Bond traders also saw some initial volatility in response to the numbers, but little actual price movement when all was said and done. One - who tersely replied "not really" when asked whether Calpine had moved around in response to the numbers - quoted Calpine's 8½% notes due 2011 as having lost half a point on the session, to 69 bid, 70 offered. He saw Calpine's recently priced 8¾% notes due 2013 as having gone home at 87 bid, 89 offered on Tuesday, then having opened Wednesday at 85 bid, 86 offered, before creeping back up again to end-of-day bid levels in an 87-87.5 context.

Another market source saw the Calpine bonds quietly off a point, its 10½% notes due 2006 dipping to 89 and its 8¾% notes due 2007 closing at 74.25.

On Wednesday, the San Jose, Calif.-based power generating company announced financial results for the second quarter that included a $23.4 million net loss (six cents per share), compared with year-ago earnings of $68.3 million (18 cents a share) .

For the six months ended June 30, the company reported a loss of $75.4 million (20 cents a share), versus a $7.4 million net loss (two cents a share) for the six months ended June 30, 2002.

Calpine's announcement touted the fact that since the beginning of the year, it has either completed or announced more than $1.6 billion of "liquidity-enhancing transactions," such as asset sales, and has raised $3.8 billion to refinance and repay debt.
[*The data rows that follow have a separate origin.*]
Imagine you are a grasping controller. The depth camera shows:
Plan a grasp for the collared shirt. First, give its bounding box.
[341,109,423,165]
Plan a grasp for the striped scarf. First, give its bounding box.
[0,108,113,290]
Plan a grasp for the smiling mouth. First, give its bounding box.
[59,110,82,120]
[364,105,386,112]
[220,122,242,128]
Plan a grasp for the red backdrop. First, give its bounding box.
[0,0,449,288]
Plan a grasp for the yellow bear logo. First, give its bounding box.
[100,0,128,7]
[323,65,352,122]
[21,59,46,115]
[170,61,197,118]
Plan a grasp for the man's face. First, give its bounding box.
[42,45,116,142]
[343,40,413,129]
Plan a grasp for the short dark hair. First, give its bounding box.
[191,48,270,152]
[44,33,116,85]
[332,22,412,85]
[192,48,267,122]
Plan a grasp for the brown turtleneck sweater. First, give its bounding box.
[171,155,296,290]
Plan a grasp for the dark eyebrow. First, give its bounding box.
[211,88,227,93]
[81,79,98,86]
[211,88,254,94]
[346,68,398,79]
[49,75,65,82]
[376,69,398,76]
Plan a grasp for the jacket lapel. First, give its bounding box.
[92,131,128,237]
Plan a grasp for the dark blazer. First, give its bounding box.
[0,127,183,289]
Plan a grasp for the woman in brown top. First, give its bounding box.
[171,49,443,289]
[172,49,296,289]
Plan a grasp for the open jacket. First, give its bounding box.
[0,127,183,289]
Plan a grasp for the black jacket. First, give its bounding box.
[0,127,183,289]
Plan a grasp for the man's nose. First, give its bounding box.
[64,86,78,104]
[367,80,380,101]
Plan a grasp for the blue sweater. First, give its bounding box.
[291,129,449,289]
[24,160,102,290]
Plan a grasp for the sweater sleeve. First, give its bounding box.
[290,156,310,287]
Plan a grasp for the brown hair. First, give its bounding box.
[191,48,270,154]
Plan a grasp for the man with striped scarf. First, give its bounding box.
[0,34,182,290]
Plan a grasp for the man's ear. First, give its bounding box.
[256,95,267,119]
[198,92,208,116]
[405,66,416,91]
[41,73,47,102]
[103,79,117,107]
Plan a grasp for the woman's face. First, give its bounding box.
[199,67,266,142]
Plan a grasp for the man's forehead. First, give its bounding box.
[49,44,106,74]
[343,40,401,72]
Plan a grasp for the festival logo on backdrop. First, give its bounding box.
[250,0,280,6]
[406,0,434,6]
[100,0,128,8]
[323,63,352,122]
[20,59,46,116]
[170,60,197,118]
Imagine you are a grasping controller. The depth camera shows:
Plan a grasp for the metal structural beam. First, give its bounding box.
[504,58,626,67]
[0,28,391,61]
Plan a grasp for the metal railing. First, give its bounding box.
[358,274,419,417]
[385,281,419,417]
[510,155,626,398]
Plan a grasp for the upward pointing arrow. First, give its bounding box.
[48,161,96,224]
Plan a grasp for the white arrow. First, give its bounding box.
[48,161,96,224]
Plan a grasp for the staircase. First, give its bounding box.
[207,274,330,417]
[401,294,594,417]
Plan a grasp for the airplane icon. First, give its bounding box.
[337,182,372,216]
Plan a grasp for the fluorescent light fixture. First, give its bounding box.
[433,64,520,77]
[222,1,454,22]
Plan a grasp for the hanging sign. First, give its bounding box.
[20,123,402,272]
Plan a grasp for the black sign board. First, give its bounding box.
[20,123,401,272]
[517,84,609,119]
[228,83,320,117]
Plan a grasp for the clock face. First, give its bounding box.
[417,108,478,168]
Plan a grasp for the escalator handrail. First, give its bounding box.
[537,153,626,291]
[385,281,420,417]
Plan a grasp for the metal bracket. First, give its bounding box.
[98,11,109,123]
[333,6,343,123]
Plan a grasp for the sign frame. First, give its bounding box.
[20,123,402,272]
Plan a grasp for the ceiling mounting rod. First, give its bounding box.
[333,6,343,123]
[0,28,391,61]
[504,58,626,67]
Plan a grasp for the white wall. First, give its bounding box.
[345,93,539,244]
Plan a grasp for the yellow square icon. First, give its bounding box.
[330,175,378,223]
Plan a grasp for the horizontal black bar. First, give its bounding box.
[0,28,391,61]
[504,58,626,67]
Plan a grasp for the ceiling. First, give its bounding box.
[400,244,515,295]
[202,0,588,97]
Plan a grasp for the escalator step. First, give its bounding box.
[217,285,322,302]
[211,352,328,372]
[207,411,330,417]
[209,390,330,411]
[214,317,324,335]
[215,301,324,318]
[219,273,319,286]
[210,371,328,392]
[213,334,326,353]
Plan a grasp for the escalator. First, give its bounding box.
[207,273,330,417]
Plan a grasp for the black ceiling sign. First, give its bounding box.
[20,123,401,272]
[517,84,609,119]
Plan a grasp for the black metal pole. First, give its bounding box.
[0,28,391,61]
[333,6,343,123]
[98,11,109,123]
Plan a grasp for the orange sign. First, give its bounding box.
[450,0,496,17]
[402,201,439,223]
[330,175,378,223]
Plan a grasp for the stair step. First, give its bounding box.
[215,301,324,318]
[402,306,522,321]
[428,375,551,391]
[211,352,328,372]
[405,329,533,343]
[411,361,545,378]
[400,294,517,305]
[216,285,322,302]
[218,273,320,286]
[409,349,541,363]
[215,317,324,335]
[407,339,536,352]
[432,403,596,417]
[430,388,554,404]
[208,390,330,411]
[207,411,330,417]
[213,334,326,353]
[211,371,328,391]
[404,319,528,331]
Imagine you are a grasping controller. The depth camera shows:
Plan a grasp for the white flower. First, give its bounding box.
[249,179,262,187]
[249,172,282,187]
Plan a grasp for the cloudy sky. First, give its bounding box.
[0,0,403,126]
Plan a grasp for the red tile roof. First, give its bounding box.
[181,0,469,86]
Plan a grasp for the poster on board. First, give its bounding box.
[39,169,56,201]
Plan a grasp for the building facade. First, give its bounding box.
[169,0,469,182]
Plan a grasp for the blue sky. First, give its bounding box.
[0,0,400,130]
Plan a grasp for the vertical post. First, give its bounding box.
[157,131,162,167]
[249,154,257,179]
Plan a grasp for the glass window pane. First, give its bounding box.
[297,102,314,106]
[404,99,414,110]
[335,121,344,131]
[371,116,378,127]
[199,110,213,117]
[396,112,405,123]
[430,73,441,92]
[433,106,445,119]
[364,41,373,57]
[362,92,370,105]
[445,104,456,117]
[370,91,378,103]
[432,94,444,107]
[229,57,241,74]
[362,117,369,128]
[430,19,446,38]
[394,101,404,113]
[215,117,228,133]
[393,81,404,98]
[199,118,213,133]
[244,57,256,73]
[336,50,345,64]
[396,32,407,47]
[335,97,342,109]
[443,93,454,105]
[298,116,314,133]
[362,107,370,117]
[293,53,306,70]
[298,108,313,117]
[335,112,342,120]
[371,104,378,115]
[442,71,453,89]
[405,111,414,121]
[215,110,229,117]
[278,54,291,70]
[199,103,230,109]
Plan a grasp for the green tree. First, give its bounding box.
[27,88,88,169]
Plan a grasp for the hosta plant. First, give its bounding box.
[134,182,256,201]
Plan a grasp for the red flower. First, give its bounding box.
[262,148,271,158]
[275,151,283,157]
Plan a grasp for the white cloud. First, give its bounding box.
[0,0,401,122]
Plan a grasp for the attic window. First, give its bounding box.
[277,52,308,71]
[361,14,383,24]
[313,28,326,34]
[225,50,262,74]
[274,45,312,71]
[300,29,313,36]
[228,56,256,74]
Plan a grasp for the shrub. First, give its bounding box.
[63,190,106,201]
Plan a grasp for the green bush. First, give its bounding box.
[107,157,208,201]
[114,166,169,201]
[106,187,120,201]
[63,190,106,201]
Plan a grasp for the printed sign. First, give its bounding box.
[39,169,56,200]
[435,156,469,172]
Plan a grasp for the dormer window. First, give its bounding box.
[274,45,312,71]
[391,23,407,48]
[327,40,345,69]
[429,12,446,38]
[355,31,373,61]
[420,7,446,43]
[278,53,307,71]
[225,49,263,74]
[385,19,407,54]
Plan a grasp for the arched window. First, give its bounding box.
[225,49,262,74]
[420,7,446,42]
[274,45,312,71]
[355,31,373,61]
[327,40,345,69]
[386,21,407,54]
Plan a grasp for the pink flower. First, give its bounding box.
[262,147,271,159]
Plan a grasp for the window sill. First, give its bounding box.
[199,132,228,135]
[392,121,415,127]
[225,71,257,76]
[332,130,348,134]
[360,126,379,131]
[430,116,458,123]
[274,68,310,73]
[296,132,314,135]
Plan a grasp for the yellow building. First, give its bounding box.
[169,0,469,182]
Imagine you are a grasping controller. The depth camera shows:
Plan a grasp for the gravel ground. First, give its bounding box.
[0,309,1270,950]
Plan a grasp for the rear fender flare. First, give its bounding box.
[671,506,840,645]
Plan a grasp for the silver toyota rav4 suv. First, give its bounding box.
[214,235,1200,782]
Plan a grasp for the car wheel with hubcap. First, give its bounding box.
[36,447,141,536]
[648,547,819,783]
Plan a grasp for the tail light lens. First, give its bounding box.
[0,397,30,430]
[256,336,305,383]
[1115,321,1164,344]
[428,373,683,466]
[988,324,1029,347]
Meanwhile, there was a lot of market talk surrounding Calpine Construction Finance Co. LP's proposed $750 million offering, with unconfirmed rumors ranging from the cancellation of the second-lien piece to sizes of the two tranches being flip-flopped to no specific tranche sizes being set at this point.

Late in the day, a syndicate source told Prospect News the deal is expected to price Thursday. The structure is the same as previously except that the first priority loan is now sized at $300 to $350 million instead of $300 million.

The offering consists of a $300 million to $350 million six-year first priority secured term loan talked at Libor plus 500 to 550 basis points and a $450 million eight-year second priority secured floating-rate notes under Rule 144A talked at Libor plus 800 to 850 basis points, the source said. The notes are expected to price off the bank loan desk. Goldman Sachs is the lead bank on the deal.

Allegheny Energy Inc.'s second-lien loan was also quoted lower on Wednesday, with one trader putting it at 94.5 bid, 95.5 offered, a second trader seeing it trade "down significantly" at 93.75 and a third trader quoting it a day's end with a 93.75 bid. Previously, the bank paper was quoted at 95 bid, 96 offered.

The Hagerstown, Md. utility holding company's bank debt and the energy sector as a whole was said to be lower in response to Calpine's earnings news. The energy names then bounced back with Calpine, a trader explained.